The learning rate $\alpha_n$ here has been treated as the function w.r.t. update times $n$ .

$Q_{new}(A)$ can converge when below two conditions are satisfied.

$\sum_{n=1}^\infty \alpha_n = \infty \\ \sum_{n=1}^\infty \alpha_n^2 < \infty$

The first condition is required to guarantee that the steps are large enough to eventually overcome any initial conditions or random fluctuations.

The second condition guarantees that eventually the steps become small enough to assure convergence.

Note that $\alpha$ usually is set to a constant in many practical RL problems, which violates the second condition. Hence, the $Q_{new}$ won’t converge. However, this actually can be a desirable property in highly nonstationary environment (i.e. the true state-value can be changed after sampling each time).

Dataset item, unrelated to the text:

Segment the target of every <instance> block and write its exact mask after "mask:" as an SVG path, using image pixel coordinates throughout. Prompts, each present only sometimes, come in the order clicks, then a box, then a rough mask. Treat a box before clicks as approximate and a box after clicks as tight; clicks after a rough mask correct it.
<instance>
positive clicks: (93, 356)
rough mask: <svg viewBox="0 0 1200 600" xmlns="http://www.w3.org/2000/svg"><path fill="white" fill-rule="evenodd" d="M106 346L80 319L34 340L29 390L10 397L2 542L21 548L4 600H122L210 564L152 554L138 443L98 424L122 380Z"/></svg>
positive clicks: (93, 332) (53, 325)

Several exploration strategies

$\epsilon$ -greedy
Upper confidence bound (UCB)

This method is adopted in recent AlphaGo monte carlo tree search.

The action will be taken according to below rule

$a = \mathop{\arg\min}_{a} [Q_t(a) + c \sqrt \frac{\ln t}{N_t(a)}]$

where $Q_t(a)$ is the action-value result at time step $t$ . $N_t(a)$ denotes the number of times that action $a$ has been selected prior to time $t$ .

The idea of this action selection is that each time $a$ is selected, the uncertainty of action $a$ is presumbly reduced, and thus the probability of selecting $a$ will decrease.
Optimistic initial values

Setting a larger initial estimates can encourage exploring automatically in some special cases.
Gradient bandit algorithm

Directly define a numerical preference for each action selection.